Nonces do not require secrecy. The virtue of a nonce is to occur only once, not to be unknown to outsiders. The fact that the client random and server random are sent as cleartext does not prevent them from being "nonce".
The actual "nonce" is the concatenation of the client and server random. This is explicit in several places, especially in section 6.3 of RFC 5246, which deals with key computations: the symmetric keys used for encryption and MAC of application data are derived from a combination of the "master secret" and the concatenation of both randoms:
key_block = PRF(SecurityParameters.master_secret,
"key expansion",
SecurityParameters.server_random +
SecurityParameters.client_random);
The two random values will also occur in the computations for the CertificateVerify
and Finished
messages, since both use a hash value computed over all the previous handshake messages, which includes the two "hello" messages and the random values they contain.

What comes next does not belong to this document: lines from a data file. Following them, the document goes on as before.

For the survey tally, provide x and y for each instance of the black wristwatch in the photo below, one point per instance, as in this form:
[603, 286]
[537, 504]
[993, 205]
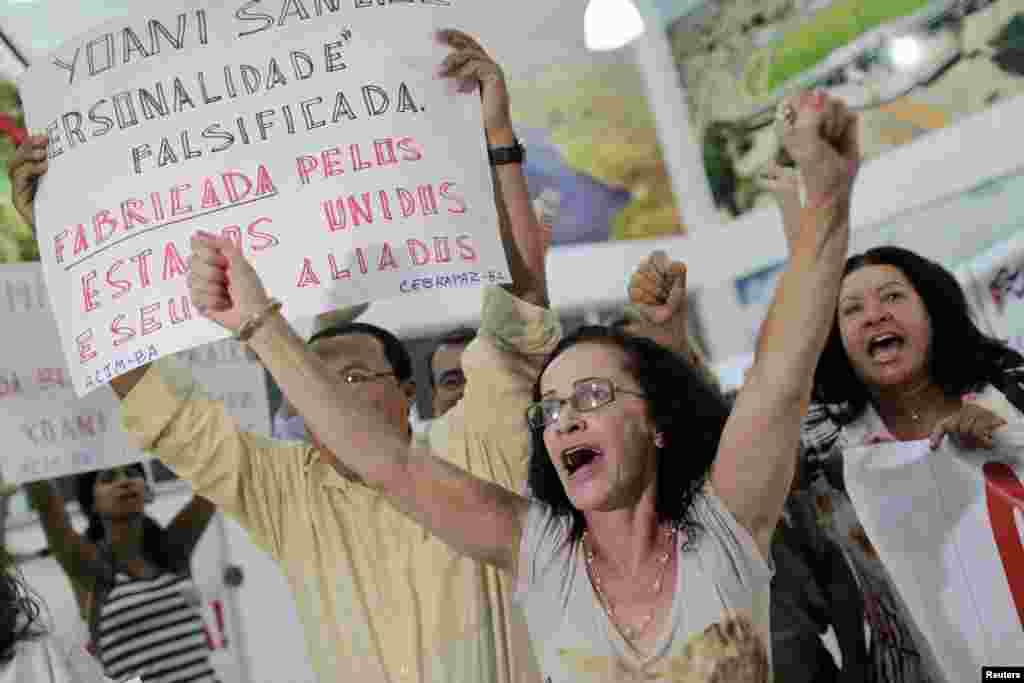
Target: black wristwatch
[511, 155]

So the client random protects itself by sending a new client_random
: whatever happens on the wire, the client will use the random value it sent for key computations. Similarly, the server protects itself with its server_random
. To see how the protection works, consider a replay attack: the attacker observed a handshake between a client and a server, and then wishes to replay the same handshake with the server, thereby impersonating the client. The attacker observed this:
ClientHello (ch1) --->
<--- ServerHello (sh1)
Certificate (c1)
ServerHelloDone (shd1)
ClientKeyExchange (cke1) --->
ChangeCipherSpec
Finished (cf1)
<--- ChangeCipherSpec
Finished (sf1)
The attacker then connects to the server, and sends an exact copy of the ClientHello
(ch1). The server, however, responds with a distinct ServerHello
(let's call it sh2): that ServerHello
is very similar to the one used previously (sh1), but with a new server_random
value. The attacker can then proceed with the handshake, but things will fall apart when the attacker sends the Finished
message cf1: that message should contain a hash derived from all previous handshake messages, and be encrypted with keys derived from the master secret (that the attacker does not know, he merely "replays") and from both client and server randoms. For both computations, the server expects the Finished
contents and the keys for encryption to have been derived using the random from the ClientHello
and from its own ServerHello
(i.e. here the "sh2" message). The "cf1" message won't match, since it was computed with hashes and keys from the initial handshake, with the randoms from ch1 and sh1, not sh2.
The recorded packets cannot be all replayed by the attacker because, by definition, the attacker replays only half of the conversation. When the attacker tries to impersonate the client, he can send all the packets on behalf of the client, but must work with what the genuine server responds (if the attacker impersonates both client and server, then he can do a "perfect replay", but he is actually talking to himself only, so this is considered a mental illness, not an attack). The server_random
thus enforces a divergence which thwarts the replay attack.
(A similar case can be made with an attacker trying to impersonate the server when talking to a genuine client: the client_random
protects the client against that replay attack.)
Alternative description: the client and server actually do verify nonces. They do so implicitly when they compute the symmetric keys, and check the contents of the received Finished
messages. The client won't be content with a received Finished
message from the server unless that message was computed and then encrypted using (among other values) the client_random
that the client just sent, and none other (and similarly for the server).
The client and server "randoms" need not actually be random, although it is advisable. As explained above, the real value in the client and server random values is that they are distinct from previous values, for each handshake. They are public values, and there would not be any serious issue if they were predictable. Indeed, even if the attacker can predict the exact values of the client_random
and/or server_random
that will be used by given clients and servers, this won't help him running his replay attack: to succeed at replaying a handshake, the attacker must not simply know the client and server randoms; he must arrange for both client and server to reuse the same randoms as in the previous handshake which is replayed. Since the attacker impersonates only one at a time, he cannot enforce such reuse.
You may note that the said 32-byte randoms actually begin with 4 non-random bytes: these bytes encode the current date and time (number of seconds since a conventional instant). The purpose of these bytes is to try to ensure this non-reuse policy even for implementations with so terribly dysfunctional PRNG that they reuse previous random values. However, if the client has no good random source, this may have impacts on the security of the ClientKeyExchange
and the master secret, especially with RSA-based key exchange (as is commonplace).